What is a Provider? Really.
By John Di Saia, M.D.
The term "Provider" in the health insurance context is a really a matter of contract. An insurance company considers a doctor a provider if he or she has signed a contract with them. This contract limits the physician in several ways, such that many Southern California area plastic surgeons (and other sub-specialists) have decided to drop these contracts. Does that mean the doctor can’t take care of you? No. To know what your insurance company will and will not cover, you should ask them.
But what exactly does it mean?
Let’s discuss what provider status does (both good and bad) for you and your surgeon.
An insurance company plan provider has one advantage: namely, listing in that plan’s healthcare provider literature. What does this mean to a sub-specialist? Not much. Most patients don’t find their plastic surgeon looking through a provider book. Your family doctor generally refers you to a plastic surgeon as a result of good experience. This is more often than not the case. If your physician is a member of an HMO, he may refer you to the only surgeon in the plan who accepts the HMO’s rates. This may not be so good. The disadvantages start here.
By becoming a provider under your insurance company, your surgeon gives up some of his rights. Some of these can affect your care. Firstly, the specialist agrees to accept the plan’s payment schedule. The problems start here as this schedule changes usually several times a year and these rates invariably go down. The second point is almost always news to the patient: the doctor is required by contract to collect your co-pay (at office visits) and your share of cost after insurance pays their portion of the bill. To not collect these fees constitutes a breech in the physician’s agreement with the insurance company, which can result in fines of to $10,000 or forfeiture of the insurance plan’s responsibility for the care rendered.

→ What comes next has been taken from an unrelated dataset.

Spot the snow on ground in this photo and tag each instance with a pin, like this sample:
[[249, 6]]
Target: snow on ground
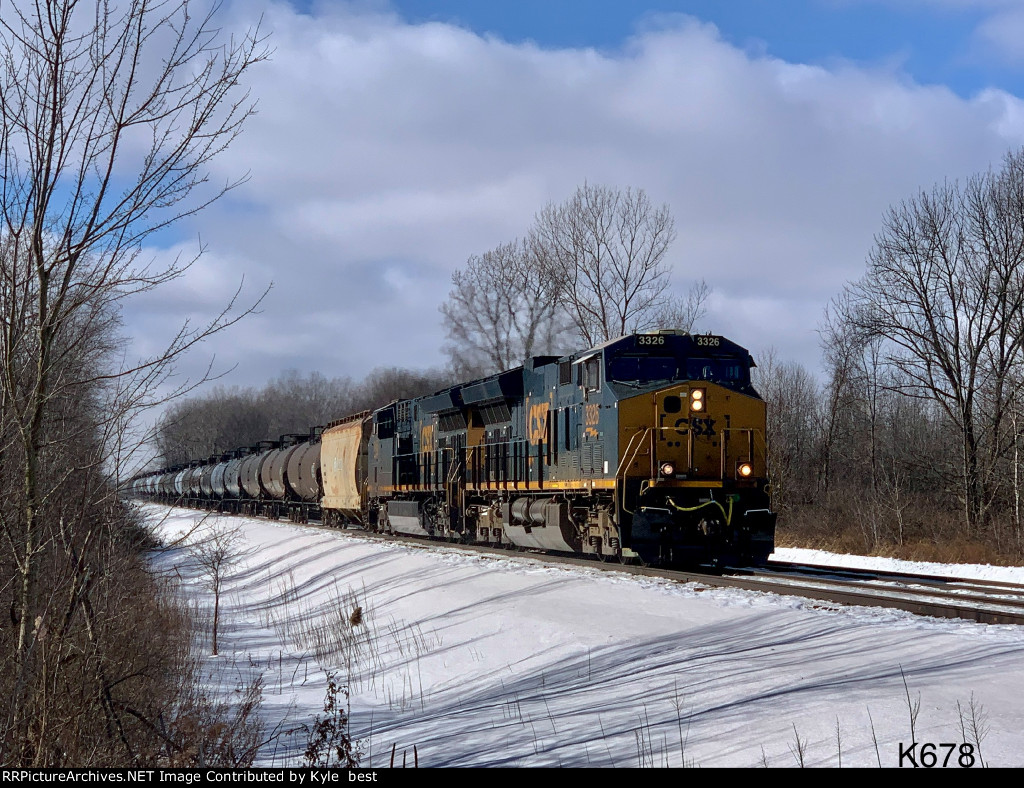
[[978, 571], [507, 661]]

The subject of insurance coverage is generally confusing, so let’s illustrate with an example:
You go to your doctor with a mole on your chest that seems to be changing. He recommends a plastic surgeon who you see in consultation. The mole is biopsied later requiring removal with a large pad of extra tissue as it is a melanoma.
First, let’s say your plastic surgeon is a provider under your insurance
plan. You usually get a form in the mail some months after the care is
rendered entitled "Explanation of Benefits" or EOB. This form is from your insurance
company detailing receipt of a claim from your doctor’s office. The itemized
accounting for which the doctor is billing is listed. You may see a billed
amount, an allowed amount, a co-pay amount and an amount paid. You may
also see a provider discount column. The billed amount is your surgeon’s
usual charge for the service. The allowed amount is the plan’s contracted
limit for that service. These are the numbers that are falling through
the floor. The co-pay amount is the patient’s share of costs as far as
the insurance company is concerned. The amount paid is the amount insurance
paid on the claim. The provider discount is the amount the doctor fails
to collect for being a member of the plan. Here’s an example:
Billed Amount | Allowed Amount | Provider Discount | Co-pay | Amount Paid |
$561.00 | $194.75 | $366.25 | 0 | $194.75 |
You may say: "Oh, this never really happens."
Sorry, but it does.
This example is from my own billing for a melanoma I removed in 2000. What would the difference be if the doctor was not a member of the plan? The patient would be billed for some or all of the amount that the insurance company did not pay. Furthermore, if he wished he could negotiate the amount owed and not violate a contract with the plan as providers are not under contract to the insurance company.
The bottom line here is that cost for doing business in medicine (in particular plastic surgery) is large and reimbursement is falling like a stone. The plastic surgeon who performs reconstructive surgery is faced with a choice. Firstly, he can do the work quickly using inexpensive poor quality materials to try to make a living. This may not be so good for your ultimate outcome. Another choice would be to not do the work at all. The final choice is to drop provider status, so costs not reimbursed can billed to the patient. I personally have chosen the later route.
Quality care costs money. In most cases, the care I provide in reconstructive surgery is reimbursed so poorly, it is rarely even cost neutral. I look at my cosmetic practice as a subsidy to reconstructive surgery. Fortunately cosmetic surgery is thriving in Orange County.